Metzger, M., Bellemann, P., Schwartz, T., & Geider, K. (1992). Site-directed and transposon-mediated mutagenesis with pfd-plasmids by electroporation of Erwinia amylovora and Escherichia coli cells. Nucleic Acids Research (London), 20(9), 2265-2270. doi:10.1093/nar/20.9.2265.
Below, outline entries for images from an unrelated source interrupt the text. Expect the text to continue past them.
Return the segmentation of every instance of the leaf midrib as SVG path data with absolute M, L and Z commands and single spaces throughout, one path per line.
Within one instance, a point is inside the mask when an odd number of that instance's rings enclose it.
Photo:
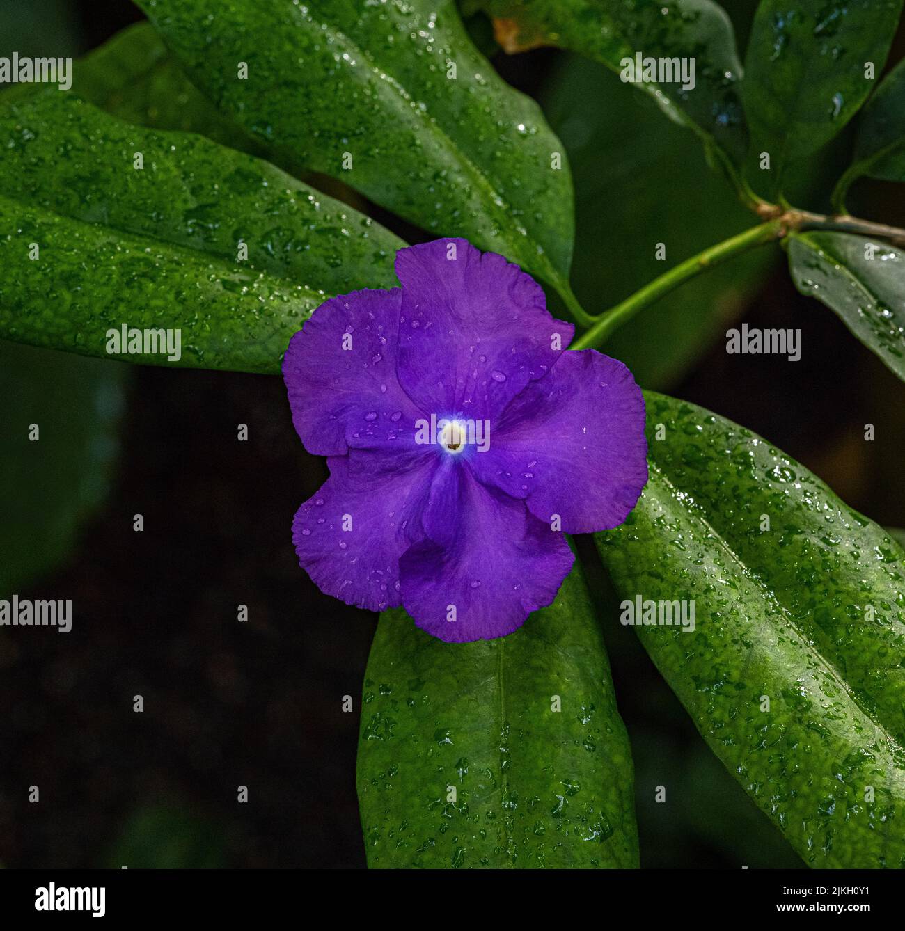
M 94 232 L 100 231 L 101 234 L 107 232 L 110 235 L 115 235 L 122 236 L 124 240 L 139 249 L 144 250 L 149 247 L 150 244 L 159 244 L 165 246 L 167 250 L 170 250 L 175 253 L 175 258 L 178 260 L 180 256 L 192 257 L 196 259 L 200 256 L 208 260 L 211 264 L 216 264 L 222 266 L 227 272 L 241 275 L 243 273 L 250 271 L 254 273 L 254 280 L 260 280 L 261 277 L 277 282 L 286 282 L 290 286 L 290 290 L 286 293 L 293 300 L 301 300 L 298 296 L 296 289 L 301 288 L 305 295 L 310 295 L 312 300 L 323 302 L 327 300 L 330 296 L 324 291 L 315 290 L 311 289 L 308 285 L 303 284 L 300 281 L 293 281 L 291 278 L 277 275 L 267 269 L 262 269 L 252 265 L 250 263 L 247 268 L 243 268 L 241 265 L 237 265 L 235 263 L 231 263 L 228 258 L 223 256 L 219 252 L 206 252 L 203 250 L 194 249 L 191 246 L 186 246 L 181 243 L 174 243 L 170 239 L 164 239 L 160 236 L 156 236 L 152 233 L 136 233 L 127 227 L 120 224 L 110 224 L 105 225 L 103 223 L 90 223 L 87 220 L 81 220 L 78 217 L 73 217 L 68 213 L 61 213 L 58 210 L 54 210 L 51 208 L 44 206 L 35 206 L 34 204 L 27 204 L 20 200 L 17 200 L 14 197 L 9 197 L 5 194 L 0 194 L 0 203 L 7 205 L 12 205 L 20 209 L 25 209 L 31 211 L 33 214 L 44 215 L 47 218 L 52 218 L 53 221 L 62 223 L 74 223 L 76 226 L 85 227 L 87 229 L 92 230 Z M 148 240 L 148 241 L 145 241 Z
M 766 583 L 761 578 L 760 573 L 755 572 L 751 567 L 746 565 L 735 549 L 729 545 L 726 538 L 710 523 L 709 520 L 704 516 L 700 510 L 700 506 L 695 504 L 693 507 L 689 507 L 682 500 L 682 490 L 669 479 L 663 468 L 658 466 L 655 462 L 649 460 L 649 467 L 652 471 L 655 472 L 656 475 L 661 479 L 667 491 L 669 493 L 670 498 L 676 502 L 679 507 L 687 514 L 689 518 L 693 520 L 703 524 L 707 531 L 710 533 L 711 537 L 716 541 L 717 545 L 729 557 L 729 559 L 738 567 L 740 573 L 750 579 L 763 593 L 763 599 L 768 603 L 774 603 L 785 618 L 789 629 L 792 631 L 795 638 L 799 641 L 800 644 L 804 648 L 805 652 L 811 655 L 814 659 L 822 664 L 830 671 L 833 679 L 842 688 L 845 695 L 849 696 L 855 707 L 867 718 L 869 721 L 877 727 L 881 732 L 884 739 L 889 742 L 889 744 L 896 749 L 896 751 L 901 753 L 903 751 L 903 745 L 889 732 L 885 723 L 879 720 L 879 718 L 864 707 L 863 701 L 859 700 L 858 694 L 851 688 L 844 677 L 840 672 L 837 663 L 835 660 L 831 659 L 825 654 L 821 653 L 817 647 L 815 647 L 811 642 L 811 638 L 808 638 L 804 633 L 799 628 L 798 625 L 795 623 L 794 618 L 791 616 L 789 610 L 786 608 L 785 604 L 779 600 L 777 594 L 766 585 Z

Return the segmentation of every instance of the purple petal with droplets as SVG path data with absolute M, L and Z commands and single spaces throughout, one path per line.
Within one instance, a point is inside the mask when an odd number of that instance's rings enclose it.
M 641 388 L 616 359 L 564 353 L 507 408 L 471 466 L 541 520 L 560 515 L 568 533 L 617 527 L 647 482 Z
M 329 460 L 330 478 L 292 521 L 299 563 L 321 591 L 369 611 L 400 604 L 399 557 L 422 537 L 437 466 L 436 455 L 421 451 L 353 450 Z
M 455 532 L 445 545 L 425 540 L 403 554 L 402 603 L 418 627 L 447 642 L 512 633 L 556 598 L 572 550 L 523 502 L 484 487 L 467 466 L 445 471 L 442 481 Z M 448 513 L 447 504 L 434 516 Z
M 331 298 L 290 341 L 283 358 L 292 423 L 315 455 L 343 455 L 412 439 L 422 416 L 396 374 L 401 291 Z
M 439 416 L 493 417 L 549 371 L 574 332 L 549 314 L 530 276 L 465 239 L 399 250 L 396 274 L 399 382 Z

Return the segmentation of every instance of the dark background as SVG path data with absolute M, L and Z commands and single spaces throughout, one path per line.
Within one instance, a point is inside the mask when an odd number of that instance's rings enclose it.
M 744 41 L 752 5 L 734 7 Z M 127 0 L 0 3 L 0 54 L 14 48 L 80 54 L 140 18 Z M 493 54 L 487 24 L 471 25 Z M 891 61 L 901 57 L 900 47 L 897 41 Z M 601 223 L 616 224 L 609 217 L 625 218 L 615 235 L 626 250 L 634 248 L 633 237 L 642 243 L 639 249 L 648 249 L 651 223 L 651 252 L 656 230 L 674 221 L 701 229 L 697 248 L 723 237 L 709 231 L 706 212 L 714 209 L 706 192 L 722 182 L 703 168 L 696 143 L 685 138 L 690 134 L 665 125 L 658 114 L 655 120 L 637 95 L 618 98 L 612 107 L 606 102 L 634 91 L 615 88 L 596 65 L 551 50 L 497 55 L 493 61 L 507 80 L 541 101 L 569 149 L 576 187 L 574 278 L 590 312 L 663 270 L 653 269 L 633 287 L 614 284 L 623 259 L 601 248 L 598 235 Z M 637 119 L 617 107 L 637 107 Z M 656 139 L 666 142 L 655 153 L 655 164 L 642 169 L 631 162 L 642 154 L 630 143 L 649 120 Z M 625 190 L 614 183 L 586 194 L 601 172 L 615 170 L 615 160 L 601 146 L 622 140 L 629 146 L 625 170 L 639 185 L 636 193 L 631 183 Z M 834 160 L 844 158 L 848 142 L 844 138 L 839 151 L 826 156 L 831 174 L 844 164 Z M 597 164 L 583 169 L 588 146 Z M 682 174 L 686 170 L 697 172 L 700 193 L 698 181 Z M 655 190 L 656 184 L 662 188 Z M 653 207 L 645 214 L 638 205 L 648 195 Z M 872 219 L 905 220 L 895 185 L 862 183 L 852 207 Z M 426 238 L 377 215 L 410 241 Z M 684 258 L 679 252 L 669 264 Z M 693 341 L 664 372 L 656 366 L 660 350 L 646 347 L 642 321 L 620 334 L 624 351 L 611 351 L 632 365 L 645 386 L 744 424 L 869 517 L 905 525 L 905 386 L 831 313 L 795 292 L 778 250 L 774 264 L 750 274 L 728 271 L 717 323 L 723 331 L 730 318 L 799 327 L 800 362 L 728 356 L 711 332 Z M 682 317 L 676 308 L 678 331 L 692 332 L 695 315 L 704 310 L 694 301 L 681 308 Z M 672 310 L 655 307 L 650 318 L 656 322 L 658 313 L 666 319 Z M 21 357 L 18 388 L 0 398 L 9 425 L 0 432 L 3 455 L 21 452 L 21 444 L 13 449 L 8 438 L 22 433 L 22 425 L 44 410 L 41 403 L 63 420 L 72 412 L 73 372 L 59 371 L 56 356 L 28 350 Z M 0 364 L 5 358 L 11 356 L 0 356 Z M 89 495 L 93 506 L 80 510 L 77 532 L 55 537 L 71 544 L 61 563 L 54 560 L 52 570 L 18 589 L 22 598 L 72 599 L 73 630 L 0 632 L 0 863 L 363 867 L 355 757 L 375 617 L 321 595 L 298 567 L 292 515 L 327 472 L 323 461 L 304 452 L 282 383 L 106 360 L 90 365 L 113 373 L 105 397 L 118 427 L 110 431 L 115 439 L 108 438 L 101 457 L 110 463 L 109 481 Z M 32 380 L 47 393 L 40 403 Z M 877 428 L 872 443 L 863 440 L 867 423 Z M 248 425 L 248 442 L 236 441 L 238 424 Z M 73 434 L 65 442 L 42 440 L 43 454 L 53 457 L 49 473 L 0 473 L 18 476 L 2 489 L 6 505 L 34 493 L 38 510 L 56 513 L 50 486 L 74 473 L 79 439 Z M 35 488 L 20 487 L 29 480 Z M 141 533 L 132 530 L 137 513 L 144 518 Z M 0 524 L 0 546 L 7 547 L 3 559 L 44 545 L 37 530 L 25 526 L 11 535 L 10 526 L 4 533 Z M 593 552 L 582 552 L 600 593 L 635 754 L 642 866 L 801 866 L 712 757 L 632 632 L 618 625 Z M 236 621 L 238 604 L 248 605 L 247 624 Z M 142 714 L 132 710 L 135 695 L 144 698 Z M 354 713 L 342 711 L 346 695 L 355 700 Z M 31 785 L 40 788 L 38 804 L 27 801 Z M 239 785 L 249 787 L 247 804 L 236 802 Z M 657 785 L 668 788 L 667 804 L 654 803 Z

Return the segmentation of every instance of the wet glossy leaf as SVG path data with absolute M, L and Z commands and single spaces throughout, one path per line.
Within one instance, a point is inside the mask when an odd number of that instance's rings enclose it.
M 650 480 L 598 547 L 622 599 L 695 627 L 642 641 L 808 865 L 905 866 L 905 550 L 750 430 L 646 400 Z
M 62 560 L 103 499 L 128 371 L 0 340 L 0 598 Z
M 710 154 L 740 161 L 747 134 L 738 99 L 741 63 L 732 24 L 710 0 L 480 0 L 509 52 L 558 46 L 622 74 L 623 60 L 695 61 L 694 88 L 681 80 L 637 86 L 672 120 L 704 140 Z M 665 72 L 657 77 L 668 78 Z M 687 82 L 691 84 L 692 82 Z
M 577 568 L 494 641 L 444 643 L 385 613 L 365 677 L 370 866 L 638 866 L 628 741 Z
M 104 356 L 108 329 L 178 329 L 178 361 L 128 358 L 274 372 L 325 295 L 396 284 L 396 236 L 200 136 L 49 90 L 0 109 L 0 335 L 17 342 Z
M 453 0 L 139 6 L 193 82 L 280 164 L 338 178 L 568 291 L 562 147 L 474 47 Z
M 905 379 L 905 252 L 849 233 L 789 238 L 795 287 L 816 297 Z
M 147 21 L 117 33 L 74 65 L 73 93 L 120 119 L 155 129 L 198 132 L 262 155 L 255 143 L 197 90 Z
M 786 166 L 830 142 L 873 88 L 902 0 L 762 0 L 745 59 L 743 99 L 755 153 Z
M 597 62 L 566 59 L 543 103 L 581 192 L 572 279 L 587 310 L 613 306 L 751 225 L 734 192 L 714 180 L 695 137 Z M 657 243 L 666 261 L 656 257 Z M 674 384 L 741 315 L 778 260 L 777 250 L 763 249 L 709 269 L 614 333 L 606 352 L 645 387 Z
M 858 117 L 855 158 L 836 190 L 837 205 L 862 175 L 905 181 L 905 61 L 883 79 Z

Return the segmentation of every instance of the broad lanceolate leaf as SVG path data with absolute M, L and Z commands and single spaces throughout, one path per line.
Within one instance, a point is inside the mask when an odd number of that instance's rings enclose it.
M 566 57 L 543 103 L 581 191 L 572 280 L 584 306 L 611 307 L 663 273 L 654 249 L 630 242 L 667 243 L 674 265 L 750 226 L 734 193 L 713 182 L 696 139 L 596 61 Z M 690 204 L 701 222 L 688 222 Z M 773 250 L 755 250 L 698 275 L 613 333 L 607 353 L 639 385 L 667 388 L 725 334 L 776 261 Z
M 669 60 L 670 67 L 674 59 L 694 60 L 693 88 L 683 88 L 678 73 L 674 80 L 655 79 L 639 87 L 668 116 L 693 128 L 710 155 L 721 161 L 725 161 L 723 152 L 736 161 L 743 157 L 741 63 L 729 18 L 711 0 L 479 0 L 478 5 L 493 16 L 497 40 L 508 52 L 559 46 L 627 78 L 631 74 L 623 60 L 634 62 L 639 54 Z M 666 73 L 658 76 L 669 78 Z
M 750 430 L 646 400 L 650 481 L 597 534 L 623 617 L 806 863 L 905 866 L 905 551 Z
M 793 234 L 788 248 L 795 287 L 905 379 L 905 252 L 850 233 Z
M 108 330 L 172 329 L 180 359 L 128 358 L 274 372 L 325 297 L 396 283 L 400 240 L 266 162 L 56 89 L 17 101 L 0 109 L 0 336 L 103 356 Z
M 139 6 L 193 82 L 281 164 L 339 178 L 568 292 L 562 147 L 475 49 L 454 0 Z
M 74 66 L 73 93 L 155 129 L 182 129 L 252 155 L 255 143 L 196 89 L 147 21 L 117 33 Z
M 855 159 L 833 196 L 839 212 L 849 185 L 862 175 L 905 181 L 905 61 L 883 79 L 858 117 Z
M 0 340 L 0 598 L 53 569 L 103 499 L 128 371 Z
M 770 177 L 828 142 L 873 88 L 902 0 L 762 0 L 745 60 L 745 113 Z
M 358 784 L 371 867 L 637 867 L 632 763 L 576 567 L 508 637 L 381 615 Z

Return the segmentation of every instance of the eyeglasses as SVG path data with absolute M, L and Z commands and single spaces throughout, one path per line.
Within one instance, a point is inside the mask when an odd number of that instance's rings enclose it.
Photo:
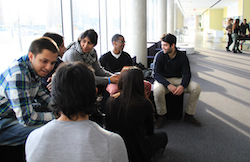
M 119 42 L 119 43 L 122 43 L 122 44 L 125 44 L 125 43 L 126 43 L 125 41 L 116 41 L 116 42 Z

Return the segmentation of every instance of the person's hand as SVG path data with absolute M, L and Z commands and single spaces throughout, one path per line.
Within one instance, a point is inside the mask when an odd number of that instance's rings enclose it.
M 168 90 L 170 90 L 170 92 L 172 92 L 174 94 L 177 87 L 174 86 L 173 84 L 169 84 L 167 88 L 168 88 Z
M 110 77 L 111 83 L 117 84 L 119 80 L 119 75 L 113 75 Z
M 182 85 L 179 85 L 176 90 L 174 91 L 174 95 L 180 96 L 184 91 L 184 87 Z

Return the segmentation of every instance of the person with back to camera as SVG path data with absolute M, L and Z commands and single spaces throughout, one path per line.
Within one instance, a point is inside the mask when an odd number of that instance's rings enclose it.
M 151 161 L 156 152 L 163 153 L 168 142 L 165 132 L 154 133 L 153 107 L 143 85 L 142 71 L 126 67 L 118 82 L 120 92 L 106 103 L 106 128 L 123 137 L 130 162 Z
M 232 25 L 232 23 L 233 23 L 233 19 L 230 18 L 230 19 L 228 20 L 228 25 L 227 25 L 227 27 L 226 27 L 227 35 L 228 35 L 228 42 L 227 42 L 226 50 L 227 50 L 228 52 L 231 52 L 230 49 L 229 49 L 229 47 L 230 47 L 230 45 L 233 43 L 233 40 L 232 40 L 232 27 L 233 27 L 233 25 Z
M 233 24 L 233 27 L 232 27 L 232 39 L 233 39 L 233 42 L 234 42 L 234 46 L 233 46 L 233 53 L 242 53 L 240 50 L 239 50 L 239 34 L 240 34 L 240 26 L 239 26 L 239 23 L 240 23 L 240 19 L 236 19 L 234 24 Z
M 54 69 L 44 78 L 42 78 L 42 85 L 43 87 L 46 89 L 46 91 L 48 93 L 50 93 L 51 91 L 51 79 L 52 79 L 52 75 L 55 73 L 56 68 L 59 66 L 60 63 L 62 63 L 62 56 L 66 50 L 65 46 L 64 46 L 64 40 L 63 40 L 63 36 L 57 34 L 57 33 L 50 33 L 50 32 L 46 32 L 43 35 L 44 37 L 49 37 L 51 39 L 53 39 L 58 48 L 59 48 L 59 52 L 58 52 L 58 58 L 57 58 L 57 62 L 54 66 Z
M 52 101 L 41 85 L 41 78 L 54 68 L 57 56 L 56 43 L 42 37 L 31 43 L 27 55 L 1 74 L 0 145 L 22 145 L 31 131 L 55 118 L 49 112 Z M 37 103 L 41 105 L 37 107 Z M 40 112 L 42 108 L 47 111 Z
M 83 32 L 76 42 L 67 47 L 62 60 L 64 62 L 82 61 L 91 66 L 95 71 L 97 86 L 106 86 L 109 83 L 117 83 L 118 76 L 104 70 L 97 59 L 94 46 L 97 44 L 98 35 L 93 29 Z
M 62 63 L 52 80 L 53 111 L 59 114 L 31 132 L 27 162 L 127 162 L 123 139 L 89 120 L 96 101 L 93 71 L 82 62 Z
M 189 60 L 183 52 L 176 48 L 176 37 L 172 34 L 164 34 L 161 38 L 162 50 L 154 59 L 154 101 L 157 114 L 156 128 L 161 128 L 165 122 L 167 113 L 165 95 L 171 92 L 173 95 L 181 95 L 184 90 L 190 93 L 187 102 L 184 121 L 201 126 L 193 115 L 196 111 L 197 101 L 201 87 L 191 79 Z

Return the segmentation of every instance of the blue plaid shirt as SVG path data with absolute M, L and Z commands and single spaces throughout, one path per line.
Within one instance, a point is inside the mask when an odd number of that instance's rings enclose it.
M 0 75 L 0 117 L 15 116 L 24 126 L 46 123 L 54 119 L 51 112 L 36 112 L 32 102 L 51 107 L 51 98 L 41 86 L 41 77 L 33 69 L 28 55 L 14 61 Z

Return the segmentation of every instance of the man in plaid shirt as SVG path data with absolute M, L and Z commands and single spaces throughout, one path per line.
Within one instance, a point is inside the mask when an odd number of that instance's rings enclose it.
M 55 118 L 51 98 L 41 86 L 54 68 L 58 47 L 48 37 L 34 40 L 28 55 L 14 61 L 0 75 L 0 145 L 24 144 L 35 128 Z M 48 111 L 39 112 L 41 105 Z

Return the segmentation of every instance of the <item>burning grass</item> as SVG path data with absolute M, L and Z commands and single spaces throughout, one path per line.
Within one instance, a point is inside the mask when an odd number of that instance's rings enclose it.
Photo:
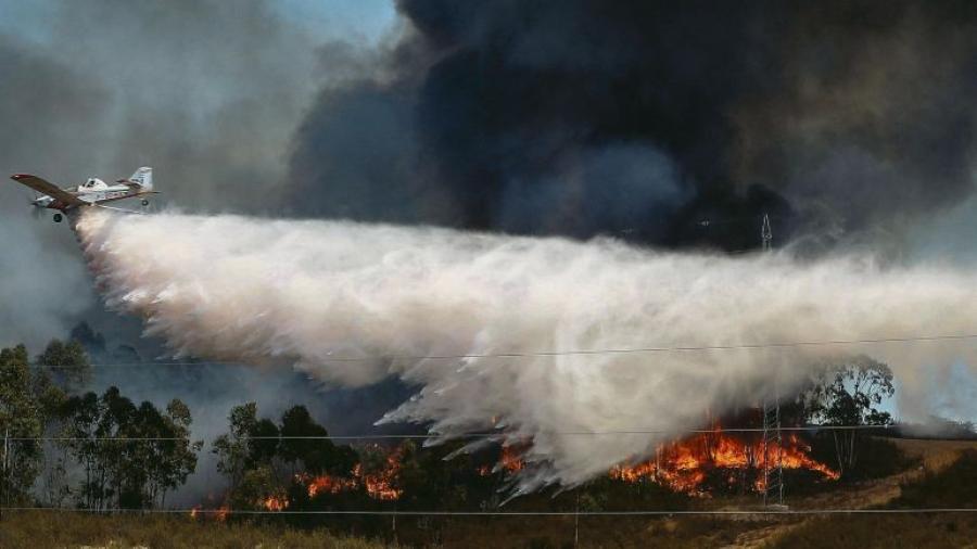
M 611 470 L 611 478 L 635 483 L 650 480 L 675 491 L 693 496 L 708 496 L 716 488 L 710 478 L 716 475 L 727 487 L 749 484 L 757 491 L 763 489 L 762 471 L 778 463 L 785 470 L 807 470 L 823 480 L 837 481 L 840 474 L 810 457 L 811 447 L 798 436 L 789 434 L 783 444 L 765 448 L 760 439 L 746 439 L 715 429 L 683 441 L 663 445 L 654 459 Z

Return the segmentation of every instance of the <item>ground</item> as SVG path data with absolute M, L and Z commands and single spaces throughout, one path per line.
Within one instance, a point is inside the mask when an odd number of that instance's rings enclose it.
M 791 509 L 866 509 L 902 502 L 902 507 L 923 507 L 911 499 L 928 497 L 904 494 L 903 486 L 929 486 L 935 503 L 944 493 L 955 497 L 948 501 L 959 507 L 975 507 L 973 491 L 977 467 L 959 477 L 939 478 L 940 471 L 951 465 L 964 450 L 977 450 L 977 442 L 910 441 L 896 443 L 909 455 L 921 459 L 921 465 L 909 471 L 852 485 L 845 489 L 790 501 Z M 973 460 L 977 462 L 977 460 Z M 969 475 L 969 476 L 967 476 Z M 939 483 L 957 483 L 951 489 Z M 928 484 L 927 484 L 928 483 Z M 934 495 L 935 494 L 935 495 Z M 910 499 L 908 499 L 910 498 Z M 961 499 L 964 498 L 964 499 Z M 970 498 L 970 499 L 967 499 Z M 753 498 L 756 499 L 756 498 Z M 963 505 L 962 505 L 963 502 Z M 750 500 L 709 500 L 701 508 L 731 509 L 756 505 Z M 925 507 L 947 507 L 928 502 Z M 433 533 L 422 519 L 398 519 L 397 534 L 385 540 L 365 540 L 333 536 L 325 531 L 289 531 L 281 524 L 261 526 L 246 523 L 219 524 L 188 516 L 92 516 L 77 513 L 29 512 L 5 513 L 0 522 L 0 547 L 112 547 L 151 549 L 170 547 L 254 547 L 338 549 L 375 549 L 394 547 L 396 539 L 409 533 Z M 391 526 L 394 526 L 391 523 Z M 391 531 L 392 532 L 392 531 Z M 767 515 L 734 516 L 498 516 L 453 518 L 437 528 L 436 536 L 422 536 L 439 548 L 520 547 L 562 549 L 578 545 L 587 548 L 691 548 L 725 547 L 790 549 L 828 547 L 973 547 L 977 549 L 977 515 L 974 513 L 938 513 L 930 515 L 805 515 L 771 519 Z M 434 537 L 434 539 L 432 539 Z

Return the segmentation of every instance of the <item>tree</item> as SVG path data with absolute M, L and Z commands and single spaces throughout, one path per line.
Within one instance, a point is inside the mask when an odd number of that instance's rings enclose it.
M 356 452 L 325 438 L 329 432 L 304 406 L 289 408 L 281 416 L 281 459 L 292 465 L 293 473 L 301 469 L 313 474 L 348 476 L 356 465 Z
M 231 408 L 228 416 L 230 432 L 214 441 L 213 452 L 217 455 L 217 471 L 230 481 L 231 491 L 241 486 L 244 473 L 252 469 L 254 458 L 264 454 L 252 449 L 250 437 L 257 427 L 257 404 L 246 403 Z
M 804 394 L 808 420 L 814 423 L 841 426 L 888 425 L 892 418 L 878 406 L 896 393 L 892 370 L 885 363 L 864 355 L 841 365 L 825 367 L 820 379 Z M 845 474 L 855 467 L 859 430 L 832 432 L 838 470 Z
M 152 403 L 136 406 L 109 387 L 101 397 L 89 392 L 68 398 L 64 418 L 66 444 L 85 470 L 79 503 L 88 509 L 163 505 L 194 471 L 203 446 L 190 441 L 190 409 L 176 399 L 163 414 Z
M 37 363 L 48 368 L 54 381 L 68 393 L 84 387 L 91 375 L 88 354 L 76 340 L 68 343 L 51 340 L 45 352 L 37 356 Z
M 64 394 L 42 370 L 33 371 L 23 345 L 0 349 L 0 495 L 3 503 L 26 501 L 43 463 L 38 437 Z

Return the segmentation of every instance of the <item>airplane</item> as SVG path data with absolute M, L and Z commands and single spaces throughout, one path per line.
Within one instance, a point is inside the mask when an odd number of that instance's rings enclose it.
M 115 202 L 125 199 L 142 197 L 142 206 L 149 206 L 150 194 L 158 194 L 153 190 L 153 168 L 141 167 L 132 174 L 128 179 L 119 179 L 117 184 L 107 184 L 105 181 L 97 177 L 88 178 L 87 181 L 67 189 L 61 189 L 43 179 L 31 176 L 29 174 L 15 174 L 10 176 L 14 181 L 34 189 L 39 196 L 30 201 L 30 205 L 42 210 L 56 209 L 54 214 L 54 222 L 60 224 L 63 215 L 73 215 L 81 207 L 102 207 L 105 209 L 115 209 L 129 214 L 140 214 L 130 209 L 116 208 L 105 206 L 106 202 Z

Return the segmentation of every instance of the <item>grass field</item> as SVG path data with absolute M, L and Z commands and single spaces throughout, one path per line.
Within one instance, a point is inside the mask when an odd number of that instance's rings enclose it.
M 805 501 L 795 508 L 878 509 L 977 508 L 977 443 L 901 441 L 922 469 Z M 702 502 L 722 508 L 731 501 Z M 736 507 L 734 505 L 734 507 Z M 7 548 L 338 548 L 515 547 L 526 549 L 697 547 L 820 549 L 835 547 L 973 547 L 977 513 L 830 515 L 825 518 L 642 518 L 469 516 L 401 518 L 380 524 L 384 539 L 339 535 L 325 528 L 289 529 L 272 518 L 263 523 L 194 521 L 176 515 L 91 515 L 31 511 L 5 513 L 0 547 Z M 383 519 L 384 521 L 386 519 Z M 361 532 L 350 528 L 345 531 Z M 377 525 L 375 525 L 377 526 Z M 337 532 L 337 531 L 333 531 Z

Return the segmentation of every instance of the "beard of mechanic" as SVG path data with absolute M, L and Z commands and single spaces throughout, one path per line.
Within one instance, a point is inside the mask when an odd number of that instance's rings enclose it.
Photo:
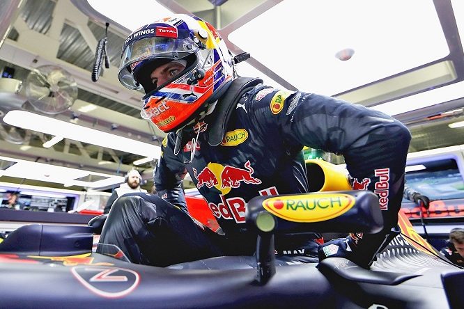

Cite as: https://hdl.handle.net/11858/00-001M-0000-0019-AB81-5
Abstract
The suicide plasmid pfdA31-Tn5 was constructed to mutagenize Erwinia amylovora and Escherichia coli strains by electorporation. This vector carries the bacteriophage fd replication origin, a beta-lactamase gene and the transposon Tn5. For propagation the plasmid depends on host cells producing fd gene-2 protein. Electroporation of E.amylovora or E.coli cells with plasmid pfdA31-Tn5 yielded more than 10(4) transposition events per micrograms DNA. We have produced and characterized transposon mutants of E.amylovora affecting either galactose metabolism or the synthesis of the phytotoxin (L)-2,5-dihydrophenylalanine. A Tn5-insertion in a gene, involved in exopolysaccharide synthesis of E.amylovora strain Ea7/74, was subcloned into vector pfdA31 and used to mutagenize E.amylovora strain Ea1/79 by site-directed recombination.